“Damn it.” St. George crushed a dead man’s skull and brought his fist around to shatter another one. He grabbed them by their jackets and threw them over his shoulder.
Good news is it sounds like most everyone’s still looking for you. They don’t even know I’m out yet. Bad news is it seems like no one’s noticed the exes going nuts.
“Can you let them know?”
It’ll be pretty obvious I’m not locked up anymore.
St. George twisted the head of one ex-soldier and grabbed another while it dropped. “Do it.”
Zzzap floated higher in the air and focused on the signals swarming around him. Done. And they all just went very quiet.
The other hero tossed a few more exes into the rough pile he’d made. “If they know you’re out,” he said, “they know we can hear anything they say.” He threw one last ex-soldier. “I think that’s all of them. You want to torch these?”
The wraith nodded and held out his hands. The shadows leaped away for a moment and the score of zombies were dust. Whoa, he said. That took a lot out of me.
“You okay?”
Yeah. Just haven’t eaten anything in a day or so.
“What?” St. George shot a glance at Sorensen on the nearby rooftop. “Do you need to get away?”
I’ll be okay.
“You sure?”
I’ll be okay, he repeated. He nodded his head at one of the other Tombs. Next building’s empty. So’s the one across the street.
“Damn it,” said St. George. “He’s making his move.”
They soared back up to Doctor Sorensen and St. George carried him down to ground level. Sorensen glanced around. The window panes were trembling. “Is that artillery?”
Half a block down, the Cerberus battlesuit smashed through the doors of the workshop, twisting the steel slats around itself like paper. St. George yanked Sorensen back and shielded the older man from the shards of metal scattering everywhere.
Once the suit was in the clear it broke into a run. Its armored feet left gouges in the concrete road where they hit. A few moments later it was at the end of the street and racing away.
“Was that Danielle?”
I don’t know who’s inside, but it isn’t her. Zzzap tilted his head after the battlesuit. Heck, was that even our giant robot? It looked different to me.
*
Sixty exes shambled across the base in what passed for tight formation. The lieutenant at the front of the line, a thin man with sunglasses and his cap pulled low, gestured them along and they followed. A few of the soldiers walking by on their own duties noticed the dead men, but the Nest had made them almost commonplace.
The lieutenant led them up to Barracks Eight. It was closest to the fence line, and the soldiers living there had earned the nickname “Gatekeepers.” A few yards from the door he waved to the specialist on fire patrol. “Cleaning lady’s here,” joked the lieutenant.

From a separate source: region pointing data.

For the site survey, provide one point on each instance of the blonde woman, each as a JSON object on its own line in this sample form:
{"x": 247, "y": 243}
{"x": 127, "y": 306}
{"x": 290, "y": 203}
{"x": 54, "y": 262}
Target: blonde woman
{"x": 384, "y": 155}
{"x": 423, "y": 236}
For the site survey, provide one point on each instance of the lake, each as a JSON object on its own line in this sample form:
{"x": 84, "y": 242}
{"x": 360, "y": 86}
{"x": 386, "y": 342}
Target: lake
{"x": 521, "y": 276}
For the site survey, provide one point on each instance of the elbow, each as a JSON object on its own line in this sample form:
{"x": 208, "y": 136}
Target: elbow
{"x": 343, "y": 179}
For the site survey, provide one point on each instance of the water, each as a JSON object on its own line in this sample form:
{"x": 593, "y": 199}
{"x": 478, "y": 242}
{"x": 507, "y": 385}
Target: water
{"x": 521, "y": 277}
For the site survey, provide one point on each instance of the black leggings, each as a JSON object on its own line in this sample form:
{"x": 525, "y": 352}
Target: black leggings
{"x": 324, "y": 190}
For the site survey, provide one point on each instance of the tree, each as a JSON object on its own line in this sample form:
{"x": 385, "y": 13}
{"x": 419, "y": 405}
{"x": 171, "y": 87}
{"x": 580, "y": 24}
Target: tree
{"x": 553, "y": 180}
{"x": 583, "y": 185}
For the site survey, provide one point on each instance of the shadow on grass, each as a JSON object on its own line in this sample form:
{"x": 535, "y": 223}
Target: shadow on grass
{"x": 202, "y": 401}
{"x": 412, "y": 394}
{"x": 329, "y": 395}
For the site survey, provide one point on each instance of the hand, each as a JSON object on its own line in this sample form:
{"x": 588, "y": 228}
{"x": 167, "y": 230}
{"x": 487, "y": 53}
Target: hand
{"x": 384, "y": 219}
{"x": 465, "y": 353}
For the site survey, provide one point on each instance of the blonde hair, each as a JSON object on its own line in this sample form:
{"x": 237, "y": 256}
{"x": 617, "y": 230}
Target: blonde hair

Specialist Gorman looked at the approaching mob of exes and shuddered even as he saluted. “Good afternoon, sir,” he said. “May I ask what’s going on?”
The lieutenant had turned back to the ex-soldiers as he covered the last few feet, waving them onward. It struck Gorman he’d never seen anyone guide the exes with gestures before, and he wondered if it was something new the doctor had figured out. Then the officer was in front of him and the exes were at the door.
“I told you,” said the dead man in the lieutenant’s jacket. “I’m here to clean the place out.”
This close Gorman could see the chalk eyes behind the sunglasses. The ex slapped a leathery hand across his mouth even as two or three others pinned his arms and took away his weapons. They carried him through the doors without breaking stride, an actual wave of the dead.
The exes marched into Barracks Eight. Thirty of them marched up the four-story stairwell and split off ten-man groups at each level. The first door to the left on each floor was a small armory where the Gatekeepers kept rifles, sidearms, and ammunition. The exes stomped into each one, grabbed the soldier on duty, and chewed out his throat. On the fourth floor, Corporal Hesh got off one shot which was muffled by the walls and the press of bodies. Only Specialist Douglas on the second floor managed a scream, but it was over as quick as the gunshot.
If anyone heard the scream, they didn’t react.
The others stayed on the ground floor, and half a dozen of those ate Specialist Gorman. The dead lieutenant kept his hand over the soldier’s mouth and muffled his screams for the two minutes it took him to die. They left enough of his body to be useful when it got up and grabbed his baffled partner as she stepped out of the bathroom. The dead lieutenant sank his fingers into her upper lip and held her jaw shut with the heel of his hand. He glared at the auburn hair poking out from under her duty cap.